Specifically, we set N = 10 for the best-of-N method, generate 4 candidate responses per stage for our stage-level beam search, and use a sentence-level beam search generating 2 candidates per sentence.

As shown in Table 5, the best-of-N method yields only a modest improvement of 0.6%, while sentence-level beam search even shows a 1.9% decrease in performance.

We examine the sub-scores and found that the main reason for the performance drop in sentence-level beam search is the excessively granular sentence-level approach, which struggles to effectively address open-ended questions.

In contrast, our stage-level beam search improved performance by 2.6%, highlighting the superiority of stage-based search.

 

5.3. Scaling Trend of Stage-level Beam Search

To better illustrate the effectiveness of our stage-level beam search as inference time compute increases, we evaluate LLaVA-o1 with different beam sizes on the MMVet benchmark.

As shown in Table 6, we test the performance of the model by generating 1 (ie, no inference time scaling), 2, 3, and 4 candidate responses at each reasoning stage, allowing the model to select the best answer from these options.

Our findings show that as the number of candidate responses increases, the model's performance consistently improves, confirming that our stage-level beam search approach is scalable.

Due to computational resource constraints, we only test a beam size of 2 across all benchmarks.

However, it is expected that increasing the beam size will lead to even more significant improvements.

6. Comparison to State-of-the-Art VLMs

As shown in Table 7, we compare LLaVA-o1 with other state-of-the-art open-source and closed-source vision language models (VLM) across six benchmarks that require advanced reasoning capabilities: MMStar-R, MMBench-R, MMVet-R, MathVista, AI2D, and HallusionBench.

MMStar-R, MMBench-R, and MMVet-R are custom benchmarks derived from MMStar, MMBench V1.1, and MMVet, respectively, with tasks requiring only coarse perception, fine-grained perception, and OCR removed.

These filtered benchmarks retain tasks that demand complex reasoning.

MathVista, AI2D, and HallusionBench inherently focus on advanced reasoning, so we retained all tasks within these benchmarks.

Our results show that LLaVA-o1 consistently outperforms many open-source models of similar or even larger sizes, such as InternVL2-8B [10], Ovis1.5-Gemma2- 9B [36], MiniCPM-V2.6-8B [58], Llama-3.2-90B-VisionInstruct [40], and VILA-1.5-40B [30].

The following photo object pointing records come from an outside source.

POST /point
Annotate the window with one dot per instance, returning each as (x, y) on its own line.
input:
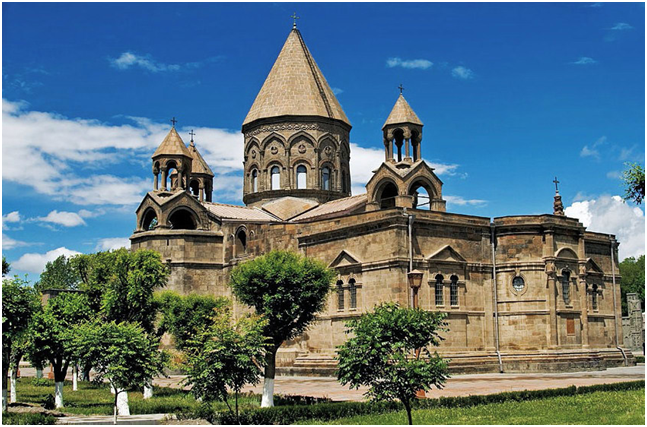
(453, 291)
(518, 284)
(439, 290)
(325, 179)
(276, 177)
(301, 177)
(340, 295)
(566, 289)
(353, 293)
(254, 181)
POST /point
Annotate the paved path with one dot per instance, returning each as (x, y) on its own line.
(458, 385)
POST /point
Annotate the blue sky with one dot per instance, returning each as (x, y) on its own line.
(511, 95)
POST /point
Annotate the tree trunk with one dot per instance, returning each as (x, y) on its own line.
(268, 385)
(58, 394)
(14, 375)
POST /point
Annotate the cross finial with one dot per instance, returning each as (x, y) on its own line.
(294, 17)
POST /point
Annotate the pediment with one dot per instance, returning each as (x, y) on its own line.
(344, 259)
(447, 254)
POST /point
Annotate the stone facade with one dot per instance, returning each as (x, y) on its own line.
(535, 292)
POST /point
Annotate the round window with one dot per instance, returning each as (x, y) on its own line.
(518, 284)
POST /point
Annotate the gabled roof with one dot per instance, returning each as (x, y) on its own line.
(172, 146)
(402, 113)
(198, 165)
(295, 86)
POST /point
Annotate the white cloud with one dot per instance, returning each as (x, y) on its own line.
(112, 243)
(422, 64)
(461, 72)
(66, 219)
(9, 243)
(609, 214)
(35, 262)
(585, 60)
(620, 26)
(460, 201)
(67, 159)
(129, 60)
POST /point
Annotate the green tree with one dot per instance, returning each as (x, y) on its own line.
(52, 335)
(228, 355)
(632, 271)
(19, 303)
(286, 289)
(185, 317)
(121, 353)
(634, 179)
(58, 274)
(389, 353)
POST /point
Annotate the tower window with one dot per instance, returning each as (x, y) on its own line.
(453, 290)
(325, 178)
(439, 290)
(275, 172)
(254, 181)
(302, 175)
(566, 289)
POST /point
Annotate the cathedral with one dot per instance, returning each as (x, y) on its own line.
(531, 292)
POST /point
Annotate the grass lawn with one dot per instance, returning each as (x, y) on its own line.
(91, 399)
(604, 407)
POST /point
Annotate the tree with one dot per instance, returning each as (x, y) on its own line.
(228, 355)
(58, 274)
(52, 335)
(389, 353)
(634, 179)
(632, 271)
(288, 290)
(19, 303)
(121, 353)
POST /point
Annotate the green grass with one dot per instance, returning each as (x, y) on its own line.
(91, 399)
(26, 418)
(604, 407)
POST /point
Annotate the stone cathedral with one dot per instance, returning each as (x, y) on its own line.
(531, 292)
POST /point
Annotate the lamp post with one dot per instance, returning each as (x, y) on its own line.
(414, 277)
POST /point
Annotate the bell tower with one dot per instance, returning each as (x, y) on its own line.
(296, 133)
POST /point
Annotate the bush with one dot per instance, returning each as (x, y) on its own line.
(331, 411)
(27, 418)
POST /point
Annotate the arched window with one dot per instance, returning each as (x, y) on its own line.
(182, 219)
(566, 288)
(254, 181)
(438, 288)
(353, 293)
(453, 290)
(275, 172)
(302, 175)
(340, 295)
(325, 178)
(241, 243)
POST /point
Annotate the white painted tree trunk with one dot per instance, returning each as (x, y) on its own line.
(148, 391)
(268, 393)
(13, 374)
(58, 394)
(75, 378)
(122, 403)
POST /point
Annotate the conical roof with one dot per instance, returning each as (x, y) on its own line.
(198, 165)
(295, 87)
(172, 146)
(402, 113)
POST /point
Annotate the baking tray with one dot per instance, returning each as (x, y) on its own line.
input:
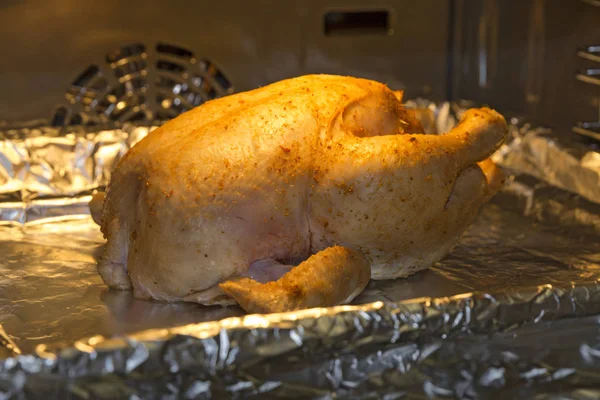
(512, 310)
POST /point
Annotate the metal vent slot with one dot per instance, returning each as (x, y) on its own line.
(357, 22)
(141, 84)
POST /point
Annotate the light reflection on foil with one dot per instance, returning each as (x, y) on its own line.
(425, 336)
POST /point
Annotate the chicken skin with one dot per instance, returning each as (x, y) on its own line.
(293, 195)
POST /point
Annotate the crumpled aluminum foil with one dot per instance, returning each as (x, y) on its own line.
(530, 329)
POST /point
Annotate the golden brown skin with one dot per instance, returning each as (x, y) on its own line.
(284, 172)
(330, 277)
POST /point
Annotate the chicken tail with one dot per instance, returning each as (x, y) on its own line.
(333, 276)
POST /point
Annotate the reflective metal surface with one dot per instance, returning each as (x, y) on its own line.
(532, 257)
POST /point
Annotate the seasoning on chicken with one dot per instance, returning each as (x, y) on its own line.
(328, 173)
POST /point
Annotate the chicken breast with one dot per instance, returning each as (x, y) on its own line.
(293, 195)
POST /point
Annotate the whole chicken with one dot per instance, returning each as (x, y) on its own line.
(293, 195)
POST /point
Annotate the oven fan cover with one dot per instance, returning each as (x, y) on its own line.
(141, 84)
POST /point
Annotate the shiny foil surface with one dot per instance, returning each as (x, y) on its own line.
(512, 312)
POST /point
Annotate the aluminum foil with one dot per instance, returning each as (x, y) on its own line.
(512, 311)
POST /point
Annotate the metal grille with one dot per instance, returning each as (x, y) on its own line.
(140, 84)
(591, 76)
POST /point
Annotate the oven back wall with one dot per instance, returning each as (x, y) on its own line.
(46, 44)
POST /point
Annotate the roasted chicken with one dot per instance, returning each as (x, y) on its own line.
(292, 196)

Remarkably, LLaVA-o1 even surpasses certain closed-source models like GPT-4o-mini [41] and Gemini-1.5-pro [43], underscoring the effectiveness of our structured reasoning approach.

This comparison validates the advantages of our method, particularly in benchmarks that heavily depend on reasoning skills, and highlights LLaVA-o1 as a competitive model in the domain of reasoning-intensive VLM tasks.

7. Conclusion

In this paper, we present LLaVA-o1, a novel vision language model that performs structured, autonomous reasoning in multiple stages.

By introducing four distinct stages—summary, caption, reasoning, and conclusion—LLaVA-o1 achieves a systematic reasoning process.

Our contributions are twofold: first, the creation of the LLaVA-o1-100k dataset with detailed reasoning annotations, which supports training on systematic, structured responses; and second, the proposal of a stage-level beam search method, enabling effective inference time scaling.

Overall, LLaVA-o1 establishes a new standard for multimodal reasoning in VLMs, offering robust performance and scalability, especially in inference time.

Our work paves the way for future research on structured reasoning in VLMs, including potential expansions with external verifiers and the use of reinforcement learning to further enhance complex multimodal reasoning capabilities.